Public housing companies, including many owned by local authorities, dominate Sweden’s local property markets, with rents kept low by billions of kronor being pumped in by local authorities every year. In 2002 the publicly-owned property firms were subsidised to the tune of 11.5 billion kronor ($1.6 billion).
The touted reform would mean a removal of the current rental ceiling, as private housing companies would no longer be bound by the levels set by the public housing sector. Private organization Fastighetsägarna predicts that rents will increase by around 35 percent.
Such an overhaul of the Swedish rental market can expect to meet with resistance from some on the domestic front.
“This is a homemade interpretation of EU regulations. The government is taking the line preferred by private housing companies,” Barbro Engman, chairwoman of the Swedish Tenants Union (Hyresgästföreningen), told Dagens Nyheter.

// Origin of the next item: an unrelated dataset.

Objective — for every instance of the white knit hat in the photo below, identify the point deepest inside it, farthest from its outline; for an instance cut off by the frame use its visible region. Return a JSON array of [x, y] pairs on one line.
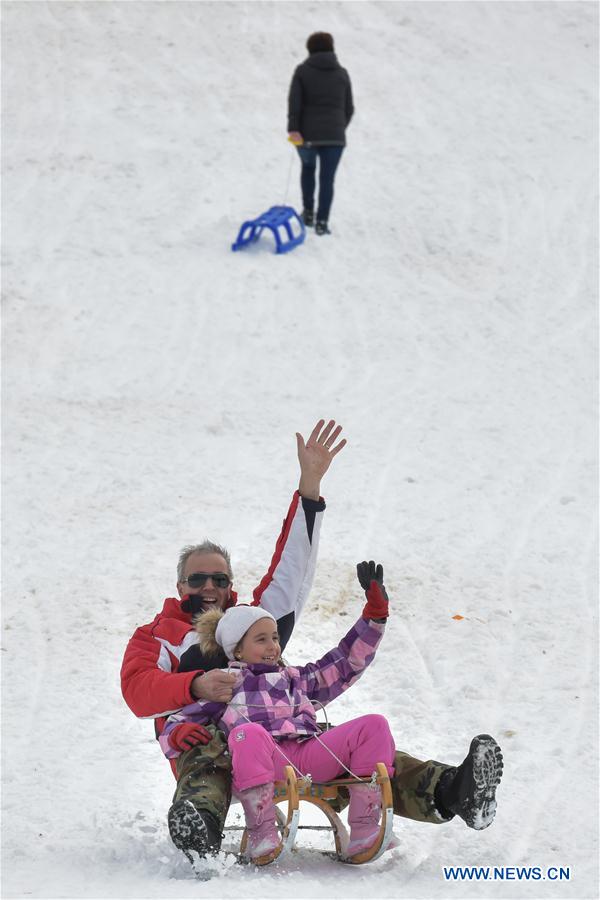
[[235, 623]]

The Swedish rental market has previously come in for strong criticism from the Organisation for Economic Cooperation and Development (OECD) and the European Union.
Heavy regulation of rent levels forces people who might have preferred to rent into buying property instead, particularly in Stockholm, according to an OECD report earlier this year. Rent controls also force people onto the black market, lead to the conversion of rental flats into tenant-owned apartments and lead to low construction levels of rental flats.
Eight percent of the population of Stockholm is queuing for an apartment, with an average waiting time of 10 years, while well-connected people are able to jump the queue. This benefits insiders and people who are already privileged, the report argued.
“Our main concern over rent controls is that prices do not respond to demand and supply,” said Felix Hüfner, one of the report’s authors, to The Local.